Wednesday, July 31, 2013
I look at other member's Spark Pages and there hasn't been any activity for months or years. I wonder if anyone ever looks at mine and feels the same way? We start out inspired and determined to loose weight, to get healthier, to save our life and then we quit? I hope a lot of the people whose Spark Pages I looked at tonight have been successful. Maybe they just decided SP wasn't for them or they got too busy to update their S pages. Maybe they found another avenue to weight loss and didn't feel the need to be on SP anymore. Or maybe like me they quit trying. They decided it was too difficult and they would leave it for another day. Maybe next Monday or on August the first I'll start trying again. I've been waiting for "that day" for about 30 years now and have continued adding more and more weight to my body the longer I wait to start "trying". If I'm not trying then it doesn't count as failure, does it? Depressing thought alert....maybe some of those people are no longer among the living because they quit trying and waited too long to start trying again. That could be me. I've been pretty lucky, health-wise but my luck is starting to run out. I'm getting older. I'm at my heaviest. I need to start doing a little everyday and quit thinking about it as something I start and stop. I've always thought at my weight it will take a big change for me to lose it. Well, it will but who says the big change can't be made up by little changes....one at a time.
When you aren't making any progress it doesn't seem worth it to blog. I mean what is there to update? Nope...haven't lost any weight...still the same place I was when I started.

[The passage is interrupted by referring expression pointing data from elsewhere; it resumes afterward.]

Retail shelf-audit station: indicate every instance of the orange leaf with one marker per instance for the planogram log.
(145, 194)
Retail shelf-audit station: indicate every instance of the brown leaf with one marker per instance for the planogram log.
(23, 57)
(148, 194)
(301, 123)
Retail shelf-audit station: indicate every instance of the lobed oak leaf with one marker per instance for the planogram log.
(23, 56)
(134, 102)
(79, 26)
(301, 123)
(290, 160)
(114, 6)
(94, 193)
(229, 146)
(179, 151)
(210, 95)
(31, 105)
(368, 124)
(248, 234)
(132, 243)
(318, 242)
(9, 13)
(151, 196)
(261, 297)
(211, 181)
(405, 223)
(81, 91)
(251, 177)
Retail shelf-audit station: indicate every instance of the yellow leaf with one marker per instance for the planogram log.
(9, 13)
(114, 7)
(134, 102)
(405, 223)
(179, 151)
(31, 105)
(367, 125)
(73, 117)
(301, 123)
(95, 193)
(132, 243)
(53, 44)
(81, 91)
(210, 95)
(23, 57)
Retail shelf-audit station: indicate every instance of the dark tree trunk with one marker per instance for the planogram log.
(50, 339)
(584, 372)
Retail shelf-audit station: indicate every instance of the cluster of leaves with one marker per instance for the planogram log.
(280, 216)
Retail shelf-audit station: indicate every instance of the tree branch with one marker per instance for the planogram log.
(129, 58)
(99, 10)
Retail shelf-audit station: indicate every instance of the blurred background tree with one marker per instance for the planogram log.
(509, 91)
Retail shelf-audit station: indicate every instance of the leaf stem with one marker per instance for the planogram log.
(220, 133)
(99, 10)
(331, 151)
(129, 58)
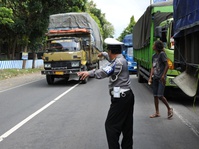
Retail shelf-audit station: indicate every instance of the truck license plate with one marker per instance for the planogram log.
(59, 73)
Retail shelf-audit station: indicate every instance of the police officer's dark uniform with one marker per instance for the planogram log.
(120, 115)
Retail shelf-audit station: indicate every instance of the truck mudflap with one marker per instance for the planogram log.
(60, 72)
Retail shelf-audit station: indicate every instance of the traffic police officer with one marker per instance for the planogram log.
(120, 115)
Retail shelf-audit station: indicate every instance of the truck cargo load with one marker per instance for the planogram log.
(155, 24)
(74, 20)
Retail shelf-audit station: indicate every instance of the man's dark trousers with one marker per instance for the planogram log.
(120, 120)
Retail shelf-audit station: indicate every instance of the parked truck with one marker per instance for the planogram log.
(73, 43)
(128, 53)
(186, 37)
(154, 24)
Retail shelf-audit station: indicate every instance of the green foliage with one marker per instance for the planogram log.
(24, 22)
(6, 16)
(106, 28)
(128, 29)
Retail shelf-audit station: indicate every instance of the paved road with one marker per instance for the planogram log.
(71, 116)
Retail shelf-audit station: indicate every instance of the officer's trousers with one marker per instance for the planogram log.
(120, 120)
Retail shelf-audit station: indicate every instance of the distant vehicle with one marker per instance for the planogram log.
(128, 53)
(73, 44)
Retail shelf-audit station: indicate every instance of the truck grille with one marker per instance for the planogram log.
(60, 65)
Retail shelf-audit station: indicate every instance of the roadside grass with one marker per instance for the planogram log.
(9, 73)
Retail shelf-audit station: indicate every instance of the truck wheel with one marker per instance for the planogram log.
(140, 77)
(50, 79)
(66, 78)
(86, 80)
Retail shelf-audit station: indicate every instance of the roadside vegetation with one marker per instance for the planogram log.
(9, 73)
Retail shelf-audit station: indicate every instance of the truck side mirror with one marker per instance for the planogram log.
(158, 32)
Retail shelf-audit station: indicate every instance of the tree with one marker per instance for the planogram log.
(128, 29)
(106, 28)
(6, 16)
(31, 19)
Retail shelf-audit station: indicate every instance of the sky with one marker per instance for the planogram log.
(119, 12)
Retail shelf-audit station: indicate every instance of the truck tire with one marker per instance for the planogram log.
(140, 77)
(50, 79)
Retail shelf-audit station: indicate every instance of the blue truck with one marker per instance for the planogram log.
(128, 53)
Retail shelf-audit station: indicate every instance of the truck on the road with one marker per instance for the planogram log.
(155, 24)
(186, 38)
(73, 43)
(128, 53)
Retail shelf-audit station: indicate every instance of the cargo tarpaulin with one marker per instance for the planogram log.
(142, 29)
(75, 20)
(186, 17)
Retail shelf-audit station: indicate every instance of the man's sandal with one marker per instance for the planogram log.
(154, 115)
(170, 113)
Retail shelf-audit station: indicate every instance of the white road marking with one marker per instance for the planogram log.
(187, 123)
(13, 129)
(19, 86)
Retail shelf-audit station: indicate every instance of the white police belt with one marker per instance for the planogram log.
(117, 92)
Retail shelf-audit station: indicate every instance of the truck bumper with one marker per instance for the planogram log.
(170, 82)
(60, 72)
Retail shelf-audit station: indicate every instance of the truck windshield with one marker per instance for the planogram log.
(130, 51)
(64, 45)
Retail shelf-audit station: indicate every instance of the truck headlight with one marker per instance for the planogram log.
(47, 65)
(74, 64)
(129, 63)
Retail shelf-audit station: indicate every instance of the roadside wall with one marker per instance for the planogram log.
(18, 64)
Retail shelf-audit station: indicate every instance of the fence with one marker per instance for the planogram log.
(18, 64)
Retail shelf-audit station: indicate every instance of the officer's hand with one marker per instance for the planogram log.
(83, 75)
(100, 55)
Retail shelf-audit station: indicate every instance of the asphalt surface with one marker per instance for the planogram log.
(75, 119)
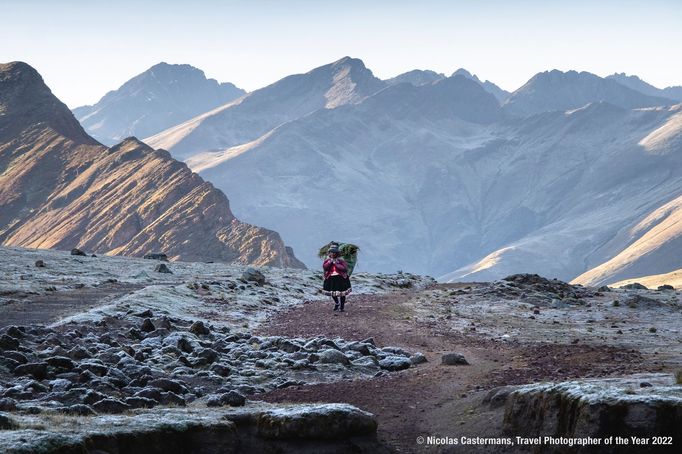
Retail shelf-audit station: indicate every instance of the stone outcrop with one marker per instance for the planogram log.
(644, 405)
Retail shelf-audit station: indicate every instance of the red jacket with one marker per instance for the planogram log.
(341, 268)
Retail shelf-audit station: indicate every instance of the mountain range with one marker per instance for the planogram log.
(572, 175)
(60, 188)
(160, 97)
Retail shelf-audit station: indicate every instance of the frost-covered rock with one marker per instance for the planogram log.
(597, 407)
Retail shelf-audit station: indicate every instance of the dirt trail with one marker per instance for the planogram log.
(22, 309)
(431, 399)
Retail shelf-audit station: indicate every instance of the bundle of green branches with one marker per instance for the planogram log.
(347, 251)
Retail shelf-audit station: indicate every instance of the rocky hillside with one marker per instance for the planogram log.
(346, 81)
(463, 188)
(573, 173)
(60, 189)
(161, 97)
(641, 86)
(557, 90)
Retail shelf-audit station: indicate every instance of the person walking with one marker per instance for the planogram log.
(336, 280)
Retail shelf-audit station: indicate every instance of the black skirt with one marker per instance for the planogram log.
(336, 286)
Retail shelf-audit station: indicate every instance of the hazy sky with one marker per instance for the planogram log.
(85, 48)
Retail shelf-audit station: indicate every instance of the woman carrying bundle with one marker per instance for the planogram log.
(336, 280)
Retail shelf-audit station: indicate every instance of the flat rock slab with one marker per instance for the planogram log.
(644, 405)
(304, 428)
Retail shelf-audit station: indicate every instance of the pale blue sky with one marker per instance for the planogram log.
(85, 48)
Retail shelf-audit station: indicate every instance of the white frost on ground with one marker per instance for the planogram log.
(194, 290)
(611, 390)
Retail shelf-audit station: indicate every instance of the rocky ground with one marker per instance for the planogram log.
(197, 351)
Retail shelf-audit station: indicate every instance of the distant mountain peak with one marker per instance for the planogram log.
(25, 100)
(465, 73)
(556, 90)
(416, 77)
(500, 94)
(154, 100)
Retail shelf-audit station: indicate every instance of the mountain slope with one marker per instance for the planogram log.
(429, 179)
(416, 77)
(556, 90)
(500, 94)
(346, 81)
(641, 86)
(161, 97)
(375, 173)
(61, 189)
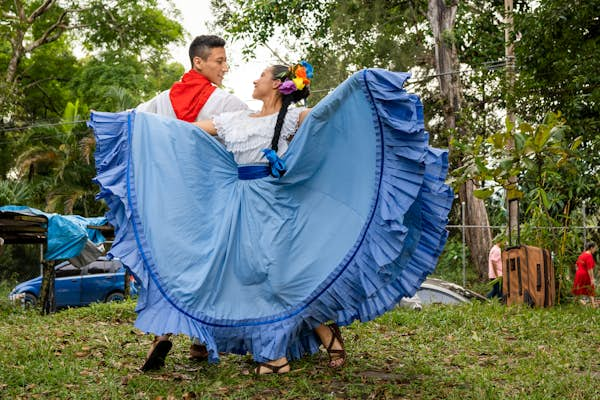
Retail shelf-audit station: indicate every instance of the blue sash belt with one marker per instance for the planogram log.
(247, 172)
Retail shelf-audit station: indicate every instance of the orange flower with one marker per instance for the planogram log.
(301, 72)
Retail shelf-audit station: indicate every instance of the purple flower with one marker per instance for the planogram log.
(287, 87)
(308, 67)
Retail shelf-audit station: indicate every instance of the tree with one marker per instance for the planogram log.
(132, 28)
(341, 37)
(442, 19)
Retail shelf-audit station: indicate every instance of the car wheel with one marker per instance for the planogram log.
(115, 296)
(29, 301)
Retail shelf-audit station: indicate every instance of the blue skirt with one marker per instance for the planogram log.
(254, 265)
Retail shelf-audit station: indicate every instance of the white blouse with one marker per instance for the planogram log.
(246, 136)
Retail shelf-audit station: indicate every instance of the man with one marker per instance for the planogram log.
(495, 268)
(196, 97)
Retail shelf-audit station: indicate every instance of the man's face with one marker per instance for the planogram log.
(214, 67)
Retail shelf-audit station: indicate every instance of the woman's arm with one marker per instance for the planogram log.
(302, 115)
(207, 125)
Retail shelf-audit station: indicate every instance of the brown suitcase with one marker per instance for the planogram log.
(528, 276)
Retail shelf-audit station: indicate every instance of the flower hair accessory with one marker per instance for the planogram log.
(295, 78)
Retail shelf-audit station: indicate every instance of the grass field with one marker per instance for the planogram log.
(473, 351)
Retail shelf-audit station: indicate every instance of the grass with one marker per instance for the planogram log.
(473, 351)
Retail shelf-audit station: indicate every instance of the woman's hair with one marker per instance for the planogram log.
(286, 99)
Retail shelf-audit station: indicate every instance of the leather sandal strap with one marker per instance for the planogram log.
(274, 368)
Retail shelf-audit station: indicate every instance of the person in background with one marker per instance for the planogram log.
(196, 96)
(495, 268)
(584, 283)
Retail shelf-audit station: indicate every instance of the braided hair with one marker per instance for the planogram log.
(281, 72)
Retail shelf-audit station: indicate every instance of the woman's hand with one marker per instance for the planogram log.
(207, 125)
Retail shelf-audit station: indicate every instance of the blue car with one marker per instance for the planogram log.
(100, 281)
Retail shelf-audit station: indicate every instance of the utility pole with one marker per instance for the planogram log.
(509, 53)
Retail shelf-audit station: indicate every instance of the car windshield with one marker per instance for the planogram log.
(67, 270)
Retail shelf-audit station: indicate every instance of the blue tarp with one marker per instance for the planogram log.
(67, 234)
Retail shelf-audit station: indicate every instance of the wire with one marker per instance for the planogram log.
(40, 125)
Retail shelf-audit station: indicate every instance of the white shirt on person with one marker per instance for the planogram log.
(246, 136)
(219, 102)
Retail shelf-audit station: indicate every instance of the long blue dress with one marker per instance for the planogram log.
(356, 223)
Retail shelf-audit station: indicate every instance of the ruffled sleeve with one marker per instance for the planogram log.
(290, 124)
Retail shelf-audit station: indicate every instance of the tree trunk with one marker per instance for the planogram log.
(441, 15)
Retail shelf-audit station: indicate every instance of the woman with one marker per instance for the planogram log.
(253, 257)
(248, 135)
(584, 283)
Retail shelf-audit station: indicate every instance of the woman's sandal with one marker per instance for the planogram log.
(336, 354)
(157, 354)
(274, 369)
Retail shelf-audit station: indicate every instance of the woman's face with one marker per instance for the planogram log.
(265, 85)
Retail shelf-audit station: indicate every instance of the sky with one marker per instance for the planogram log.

Don't want to make any big statements about how I'm now determined and things will be different this time. I hate failure. Hope I haven't depressed anyone with this. I read success stories on here. People do lose weight. They do get healthier and lots of them say if I can do it anyone can. Mostly I read about peoples' struggles. They start, there are successes and failures. Sometimes they quit and some are continuing to try again and again and again. It's never a done deal. Some lose a lot of weight and regain some or even regain it all....and some of those same people keep trying. I'm trying to get the strength and inspiration to try again. To try to take some small steps and take it one day at a time. It helps me to know I'm not alone. I wish each of you success!!!!